Would like to see the 2119 usage sorted out per the others' comments but otherwise looks good to me.
draft-ietf-stir-threats
Not sure what the following text adds to the document. Either there is too much or too little information. I have no idea what some of these attacks mean: Some of the attacks that should be considered in the future include the following: Attacks Against In-band Token replay Baiting a call to a chosen number with a REFER Removal of in-band signaling features Attacks Against Out-of-Band Provisioning Garbage CPRs Data Mining Attacks Against Either Approach Attack on directories/services that say whether you should expect authenticated calling number data or not Canonicalization attacks
The draft was an interesting read, thanks for your work on it to develop the threat models. I just have some questions from thinking about a few of the discussion point and not being familiar with the controls currently in place, so please bear with me (all non-blocking questions/comments): In Sect 3.2, The following seems odd to me, wouldn't the robocall program know to avoid numbers that raise suspicion and why aren't they just blocked outright as source numbers? A robocaller may impersonate a number that is not an assignable number (for example, in the United States, a number beginning with 0), Beyond checking that a number is valid, is there really much that can be done? If there is some sort of validation check against incoming numbers, helpful robocalling or texting could be blocked (local robocalls for storms, airlines notifying on changes, etc.). Source numbers can change, if you block based on an unknown source (maybe something you have not subscribed to receive), you may miss something important. If someone has not opted out (asked to not receive unsolicited calls), in the US at least, nothing prevents the caller from placing the call (legally). Is anything changing on that or are we bound to those restrictions? I'll also watch for a response to Benoit's comments. Thanks.

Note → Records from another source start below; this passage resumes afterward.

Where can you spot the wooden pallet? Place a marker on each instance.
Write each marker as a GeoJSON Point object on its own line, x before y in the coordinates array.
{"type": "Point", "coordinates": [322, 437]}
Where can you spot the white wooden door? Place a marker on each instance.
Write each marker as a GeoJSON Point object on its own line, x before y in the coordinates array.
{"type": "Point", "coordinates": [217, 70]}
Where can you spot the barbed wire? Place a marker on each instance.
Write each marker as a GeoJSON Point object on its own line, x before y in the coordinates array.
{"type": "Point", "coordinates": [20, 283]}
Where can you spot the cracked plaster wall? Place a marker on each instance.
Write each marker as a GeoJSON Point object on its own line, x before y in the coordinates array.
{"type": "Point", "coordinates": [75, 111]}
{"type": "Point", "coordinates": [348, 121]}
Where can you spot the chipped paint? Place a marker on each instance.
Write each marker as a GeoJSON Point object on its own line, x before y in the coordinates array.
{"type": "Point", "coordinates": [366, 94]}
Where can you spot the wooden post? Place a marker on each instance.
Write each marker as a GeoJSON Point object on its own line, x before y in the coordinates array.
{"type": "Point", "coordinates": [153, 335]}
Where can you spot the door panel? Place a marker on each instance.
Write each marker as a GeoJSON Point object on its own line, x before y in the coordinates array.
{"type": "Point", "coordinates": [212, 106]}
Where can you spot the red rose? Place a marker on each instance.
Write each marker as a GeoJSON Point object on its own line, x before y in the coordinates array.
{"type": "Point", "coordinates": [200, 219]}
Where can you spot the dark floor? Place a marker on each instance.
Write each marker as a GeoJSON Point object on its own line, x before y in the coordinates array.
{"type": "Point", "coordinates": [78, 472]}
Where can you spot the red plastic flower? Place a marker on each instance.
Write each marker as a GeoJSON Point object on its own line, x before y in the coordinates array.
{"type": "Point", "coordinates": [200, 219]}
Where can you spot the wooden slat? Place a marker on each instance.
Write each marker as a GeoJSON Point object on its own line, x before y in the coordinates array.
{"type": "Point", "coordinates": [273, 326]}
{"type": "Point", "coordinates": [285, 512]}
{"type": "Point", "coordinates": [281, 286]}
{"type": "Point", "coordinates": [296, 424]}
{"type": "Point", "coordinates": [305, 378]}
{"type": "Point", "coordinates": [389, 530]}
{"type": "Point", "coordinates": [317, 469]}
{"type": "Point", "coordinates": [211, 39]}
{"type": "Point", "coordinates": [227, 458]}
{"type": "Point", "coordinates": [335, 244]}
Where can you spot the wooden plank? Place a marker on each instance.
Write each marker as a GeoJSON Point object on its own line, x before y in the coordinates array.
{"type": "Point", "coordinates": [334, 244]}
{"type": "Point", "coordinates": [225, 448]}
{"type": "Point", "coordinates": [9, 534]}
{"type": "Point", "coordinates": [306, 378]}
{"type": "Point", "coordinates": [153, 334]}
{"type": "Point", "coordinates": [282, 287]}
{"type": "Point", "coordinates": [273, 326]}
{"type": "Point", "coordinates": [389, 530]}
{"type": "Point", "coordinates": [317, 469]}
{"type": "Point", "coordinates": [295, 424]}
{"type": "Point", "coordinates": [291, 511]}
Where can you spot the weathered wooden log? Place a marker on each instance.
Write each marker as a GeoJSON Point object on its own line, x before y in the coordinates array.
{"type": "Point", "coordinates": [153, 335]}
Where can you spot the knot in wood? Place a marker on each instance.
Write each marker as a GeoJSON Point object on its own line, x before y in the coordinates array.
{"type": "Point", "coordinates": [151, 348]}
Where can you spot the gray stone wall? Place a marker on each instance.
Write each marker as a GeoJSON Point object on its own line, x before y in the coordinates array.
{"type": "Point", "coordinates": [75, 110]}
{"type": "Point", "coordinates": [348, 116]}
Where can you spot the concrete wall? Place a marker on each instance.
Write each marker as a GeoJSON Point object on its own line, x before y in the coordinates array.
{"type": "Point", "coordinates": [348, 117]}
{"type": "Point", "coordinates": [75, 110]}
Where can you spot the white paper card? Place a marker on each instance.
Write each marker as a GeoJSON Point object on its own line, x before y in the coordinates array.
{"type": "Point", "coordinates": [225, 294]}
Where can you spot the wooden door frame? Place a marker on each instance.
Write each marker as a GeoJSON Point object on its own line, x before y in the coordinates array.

I'm a yes. Let's start with that. I agree with Benoit's point about the list of attacks with no details. In addition, the document title sounds like it's a complete analysis of STIR threats, but if I'm reading it correctly, there are a number of threats that aren't being considered (because the threats related to robocalling are considered to be the major concerns, did I get that right?). You might want to consider adjusting the document title a bit.
I agree with Benoit's comment about Section 4.1. The attacks listed should either be further elaborated or the list should be removed.